Here is a very non-exhaustive list of my observations during my travels in Japan, in no particular order. These were my impressions as of 2019; obviously, the world has changed a lot since then, so some of these might not be as accurate anymore.

  1. Japan’s reputation for hospitality and top-notch service is well deserved. Everyone I interacted with was very courteous and professional.
  2. I don’t regret spending so much of the trip in Tokyo; it’s such a large amalgam of cities, I never felt like I was even close to completing my explorations of it.
  3. Three days felt like the right amount of time to allocate to Kyoto; however, I probably could have spent at least another full day in Osaka.
  4. Tokyo’s subway system is freaking awesome, and not crowded at all. With the exception of a couple of train lines, most still had very comfortable spacing during rush hour, and I rarely had to wait for a train for more than a few minutes.
  5. Staying in Shibuya first was a great decision; it’s quite centrally located, which makes it easy to get to just about everywhere else in Tokyo.
  6. The JR Pass is so worth it.
  7. Even in the most popular tourist spots (e.g. Osaka Castle), there are some beautiful niches with almost no other people around.
  8. It’s a good idea to go to super popular destinations at night (e.g. Fushimi Inari, Sensoji Temple). It’s much less crowded and the vibes are immaculate.
  9. Japan is obsessed with Christmas (decorative lights and Santas everywhere).
  10. The sound-proofing of side streets and alleys (esp. in Kyoto) is amazing.
  11. FamilyMart is the best konbini #FamGang4Life. I probably relied a bit too much on konbini food, though.
  12. Ohayo Jersey Milk is the best pudding.
  13. The wagyu beef at Pontocho Kyoshikian ($34 for a serving in 2019) is much better value than the $200+ Kobe beef from other restaurants.
  14. Retail places open quite late in the morning and close quite early in the evening.
  15. As a visibly East Asian man, I blended into the crowds everywhere, and flew under the radar of tourist-scammers (there weren’t a ton of them, but they exist). Because locals always assumed I was also Japanese, I got to practice speaking Japanese, which was awesome! (Of course, in cases when the conversation carried on for more than a minute or two, it inevitably became obvious to my conversation partners that I was not a native speaker lol.)
  16. Everywhere is so clean; I really admire how serious everyone is about no littering.
  17. Public restrooms are awesome; don’t understand why Toto’s high-tech toilets are not widely adopted in the US.
  18. It’s really important to have good socks and shoes; I walked between 10 to 12 miles a day on average.
  19. It’s okay to start the day a little later and turn in a bit earlier than a “full” day, as the active part of the day tends to be jam packed. It’s necessary to rest, and I didn’t feel too bad about the opportunity cost, as it felt like I was still seeing/doing a ton every day.

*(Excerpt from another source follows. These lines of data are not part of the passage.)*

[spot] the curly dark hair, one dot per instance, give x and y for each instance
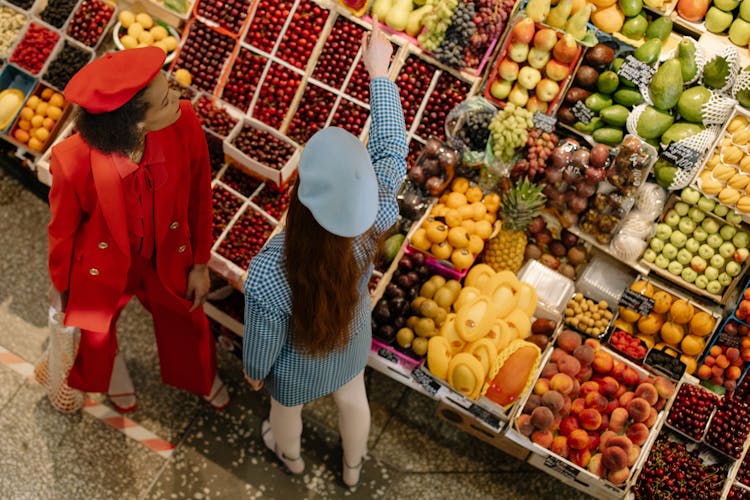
(114, 131)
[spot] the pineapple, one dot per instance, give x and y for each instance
(520, 204)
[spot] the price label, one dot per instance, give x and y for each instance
(636, 71)
(544, 121)
(582, 113)
(639, 303)
(684, 157)
(428, 384)
(388, 355)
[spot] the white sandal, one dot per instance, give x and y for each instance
(294, 465)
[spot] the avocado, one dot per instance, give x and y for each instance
(666, 85)
(653, 123)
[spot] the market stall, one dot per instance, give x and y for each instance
(568, 275)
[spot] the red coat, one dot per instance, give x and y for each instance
(89, 249)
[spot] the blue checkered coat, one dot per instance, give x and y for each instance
(293, 378)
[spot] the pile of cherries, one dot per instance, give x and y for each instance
(243, 79)
(691, 410)
(302, 34)
(203, 55)
(266, 25)
(34, 48)
(230, 14)
(338, 53)
(263, 147)
(90, 20)
(246, 238)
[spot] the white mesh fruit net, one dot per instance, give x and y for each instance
(52, 369)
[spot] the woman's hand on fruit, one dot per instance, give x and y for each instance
(376, 51)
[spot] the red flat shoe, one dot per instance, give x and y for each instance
(123, 409)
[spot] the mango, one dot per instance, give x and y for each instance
(666, 85)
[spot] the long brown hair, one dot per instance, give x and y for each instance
(323, 274)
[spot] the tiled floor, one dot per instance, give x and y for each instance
(46, 455)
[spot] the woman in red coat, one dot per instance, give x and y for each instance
(131, 215)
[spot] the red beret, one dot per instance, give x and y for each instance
(110, 81)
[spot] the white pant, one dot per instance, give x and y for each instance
(354, 422)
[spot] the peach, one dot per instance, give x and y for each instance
(608, 386)
(625, 398)
(562, 383)
(617, 420)
(542, 438)
(648, 392)
(584, 354)
(578, 406)
(549, 370)
(578, 439)
(614, 458)
(542, 418)
(618, 476)
(638, 433)
(553, 400)
(559, 446)
(541, 386)
(596, 401)
(639, 409)
(568, 340)
(525, 427)
(595, 465)
(568, 425)
(569, 365)
(590, 419)
(580, 457)
(589, 387)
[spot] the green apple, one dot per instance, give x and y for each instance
(661, 261)
(690, 195)
(705, 251)
(710, 225)
(717, 21)
(711, 273)
(663, 231)
(733, 268)
(686, 225)
(669, 251)
(656, 244)
(692, 245)
(727, 232)
(674, 267)
(672, 218)
(684, 257)
(727, 249)
(681, 208)
(714, 241)
(696, 215)
(678, 239)
(688, 274)
(717, 261)
(701, 281)
(714, 287)
(741, 239)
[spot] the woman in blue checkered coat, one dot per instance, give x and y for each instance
(307, 311)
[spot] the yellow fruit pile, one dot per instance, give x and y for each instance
(673, 322)
(38, 118)
(487, 315)
(458, 225)
(726, 175)
(139, 30)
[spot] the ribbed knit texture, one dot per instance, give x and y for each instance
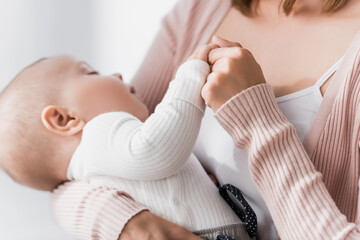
(312, 197)
(298, 199)
(151, 160)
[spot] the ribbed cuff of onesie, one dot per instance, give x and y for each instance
(89, 212)
(188, 82)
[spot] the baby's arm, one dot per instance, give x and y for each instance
(160, 146)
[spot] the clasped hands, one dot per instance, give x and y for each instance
(233, 69)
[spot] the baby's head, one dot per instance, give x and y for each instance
(43, 111)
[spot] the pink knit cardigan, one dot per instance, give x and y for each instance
(311, 190)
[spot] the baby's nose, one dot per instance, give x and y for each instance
(118, 75)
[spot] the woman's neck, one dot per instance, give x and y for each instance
(269, 8)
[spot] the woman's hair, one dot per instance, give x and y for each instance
(248, 7)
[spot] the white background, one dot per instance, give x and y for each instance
(112, 35)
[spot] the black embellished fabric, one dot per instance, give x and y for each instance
(245, 213)
(224, 237)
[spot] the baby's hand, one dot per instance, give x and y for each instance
(202, 53)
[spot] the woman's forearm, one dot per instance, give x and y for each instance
(293, 190)
(90, 212)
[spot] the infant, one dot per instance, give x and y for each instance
(61, 120)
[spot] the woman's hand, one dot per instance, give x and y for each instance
(234, 69)
(147, 226)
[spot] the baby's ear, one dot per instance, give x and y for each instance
(59, 121)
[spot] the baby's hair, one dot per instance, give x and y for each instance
(25, 147)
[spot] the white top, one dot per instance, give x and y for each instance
(152, 161)
(218, 154)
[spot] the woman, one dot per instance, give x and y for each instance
(295, 44)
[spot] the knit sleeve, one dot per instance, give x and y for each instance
(89, 212)
(298, 200)
(120, 145)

Japan is probably my favorite place that I’ve ever traveled to, and I certainly hope to visit again someday. I was incredibly lucky to have been able to take this trip, unaware that Covid-19 was going to shut everything down within the next few months. The total cost of the trip, including lodging, airfare, food, entertainment, souvenirs, etc. was upwards of $3,000. Totally worth it.

Not gonna lie: when I got back home in the States, I was in withdrawal for a while. But, it gave me motivation to continue studying Japanese (which, at present, I need to get back on it) and plan for the eventual next trip. Also, watching The Devil is a Part-Timer! while munching on the Japanese snacks I brought home was a good “chaser” to the trip.